Mr. Walz, who was raised in a small, rural town in Nebraska, worked as a public-school teacher for nearly two decades before unseating a Republican incumbent in Congress who had long represented a red-leaning district.

Mr. Walz held on to the seat even as the district became increasingly conservative, and he leaned on his image as a centrist with working-class roots to win the governor’s office under the motto “One Minnesota” in 2018.

In Mr. Walz’s first term, he imposed strict lockdowns during the pandemic, drawing criticism from President Trump and protests outside the governor’s mansion.

Weeks later, unrest and vandalism spread through Minneapolis after a police officer killed George Floyd, setting off a national reckoning over policing and racism. Mr. Walz faced criticism for not deploying the National Guard until scores of buildings had been burned.

Still, Mr. Walz easily won a second term in 2022, and Democrats won control of both state legislative chambers and the governor’s mansion for the first time since 2014.

With a trifecta, Mr. Walz and fellow Democrats passed numerous liberal bills, expanding abortion rights, legalizing recreational marijuana, funding free school meals, forcing employers to provide paid medical and family leave, tightening gun restrictions and protecting transgender minors who traveled to the state for medical care.

U.S. Representative Betty McCollum, a Democrat, said the 2023 and 2024 legislative sessions showed Mr. Walz’s willingness to act boldly when he had political capital to spend.

“He accomplished a lot of great things that I wish we were doing in Congress,” she said.

But Republicans said the Democrats’ policies, passed with a narrow majority, swung the state too far to the left and set the stage for a looming deficit. That will force the next governor to make painful cuts, they said.

Minnesotans have expressed growing consternation about fraud schemes targeting safety net programs run by state agencies.

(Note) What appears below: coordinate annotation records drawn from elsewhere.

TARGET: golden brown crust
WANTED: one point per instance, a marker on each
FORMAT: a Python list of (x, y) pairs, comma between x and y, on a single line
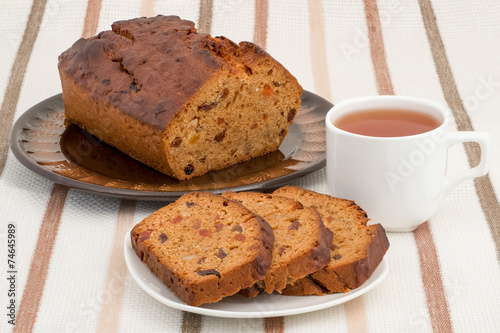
[(179, 101), (357, 248), (204, 247)]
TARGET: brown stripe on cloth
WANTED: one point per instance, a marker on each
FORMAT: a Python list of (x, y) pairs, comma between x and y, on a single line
[(377, 49), (431, 279), (260, 27), (117, 271), (148, 8), (487, 197), (47, 235), (16, 78), (40, 262)]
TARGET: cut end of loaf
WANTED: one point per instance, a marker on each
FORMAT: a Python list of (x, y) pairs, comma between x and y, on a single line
[(242, 112)]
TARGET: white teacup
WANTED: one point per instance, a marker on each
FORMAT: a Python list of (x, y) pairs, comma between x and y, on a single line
[(398, 181)]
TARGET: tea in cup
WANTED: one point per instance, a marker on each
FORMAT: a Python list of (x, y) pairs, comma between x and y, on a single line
[(389, 155)]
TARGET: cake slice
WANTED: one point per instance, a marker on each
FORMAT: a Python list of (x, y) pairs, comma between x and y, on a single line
[(357, 248), (204, 247), (301, 241)]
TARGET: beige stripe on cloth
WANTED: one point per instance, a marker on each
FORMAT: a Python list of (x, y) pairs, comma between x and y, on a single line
[(318, 45), (148, 8), (437, 303), (47, 235), (483, 185), (16, 78), (117, 271), (37, 275), (206, 14)]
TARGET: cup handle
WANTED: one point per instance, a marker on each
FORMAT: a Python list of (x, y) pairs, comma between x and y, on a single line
[(483, 139)]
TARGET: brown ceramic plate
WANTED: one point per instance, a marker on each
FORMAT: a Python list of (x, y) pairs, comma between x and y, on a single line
[(68, 155)]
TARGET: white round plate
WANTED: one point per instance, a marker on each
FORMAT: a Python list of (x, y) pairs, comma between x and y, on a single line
[(237, 306)]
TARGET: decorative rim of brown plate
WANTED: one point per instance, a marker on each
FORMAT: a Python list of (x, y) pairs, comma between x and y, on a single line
[(44, 143)]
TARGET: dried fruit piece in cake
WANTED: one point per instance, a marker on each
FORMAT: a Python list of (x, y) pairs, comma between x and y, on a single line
[(301, 241), (357, 248), (180, 101), (204, 247)]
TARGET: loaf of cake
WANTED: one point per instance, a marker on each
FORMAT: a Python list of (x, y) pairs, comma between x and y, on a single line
[(301, 241), (204, 247), (357, 248), (180, 101)]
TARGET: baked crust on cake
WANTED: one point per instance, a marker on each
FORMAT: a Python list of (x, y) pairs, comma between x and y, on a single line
[(177, 100)]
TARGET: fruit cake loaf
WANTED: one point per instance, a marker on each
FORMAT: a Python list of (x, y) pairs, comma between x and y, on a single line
[(357, 248), (204, 247), (301, 241), (177, 100)]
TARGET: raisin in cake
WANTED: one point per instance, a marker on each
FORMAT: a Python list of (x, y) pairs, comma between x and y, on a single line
[(204, 247), (301, 241), (177, 100), (357, 248)]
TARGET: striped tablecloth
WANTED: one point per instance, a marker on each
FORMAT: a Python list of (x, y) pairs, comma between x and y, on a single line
[(445, 276)]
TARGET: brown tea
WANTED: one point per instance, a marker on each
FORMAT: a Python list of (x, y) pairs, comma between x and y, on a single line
[(387, 122)]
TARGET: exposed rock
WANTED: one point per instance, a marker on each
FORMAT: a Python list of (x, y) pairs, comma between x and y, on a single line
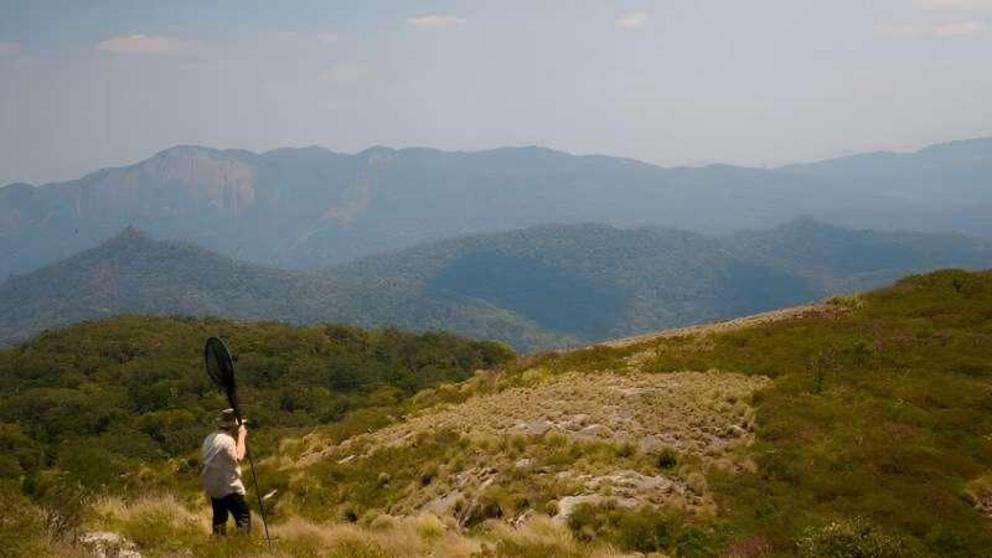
[(533, 428), (593, 432), (104, 544), (568, 504)]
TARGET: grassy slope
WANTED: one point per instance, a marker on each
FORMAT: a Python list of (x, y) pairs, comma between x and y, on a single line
[(883, 412), (879, 414)]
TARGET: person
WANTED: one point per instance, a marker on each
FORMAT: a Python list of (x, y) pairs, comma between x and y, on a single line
[(223, 451)]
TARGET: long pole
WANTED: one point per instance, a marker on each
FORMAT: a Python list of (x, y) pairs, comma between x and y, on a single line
[(258, 492)]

Federal prosecutors have said that people have stolen as much as $1 billion since 2020 by submitting bogus claims to state agencies overseeing food, housing and other aid programs.

Mr. Walz, critics say, failed to hold anyone accountable for inadequate safeguards that allowed fraud to continue.

“It will be one of the top campaign issues because we have a budget deficit and taxes in Minnesota are high,” said State Senator Jordan Rasmusson, a Republican who represents a largely rural district in western Minnesota. “Minnesotans are generous, but I don’t think they are going to tolerate more of their tax dollars going to criminals.”

Mr. Walz said his administration had taken steps to curb fraud, much of which he said unfolded as money was being disbursed quickly during the pandemic.

“There’s a big difference between fraud and corruption,” he said. “This is criminals being caught, just like if they steal from your house.”

Asked about the role he might play in helping Democrats win back the White House, Mr. Walz said he intended to call out policies by the Trump administration that he considered “cruel” and “illogical.” To win, though, he said, Democrats must find a way to “bring a politics of hopefulness.”

Jaime Harrison, who served as the chair of the Democratic National Committee from 2021 until February, said that whether or not Mr. Walz served a third term as governor, he would make a strong presidential contender in 2028.

After Mr. Walz made an initial splash on the campaign trail last year, Mr. Harrison said he felt the Harris campaign kept the governor “handcuffed a little bit,” which he said may have been a mistake.

“I think one of the things that people will look for in the 2028 is authenticity, people who are willing to roll up sleeves and fight,” Mr. Harrison said in an interview before the announcement. “I believe that Tim Walz is that type of leader.”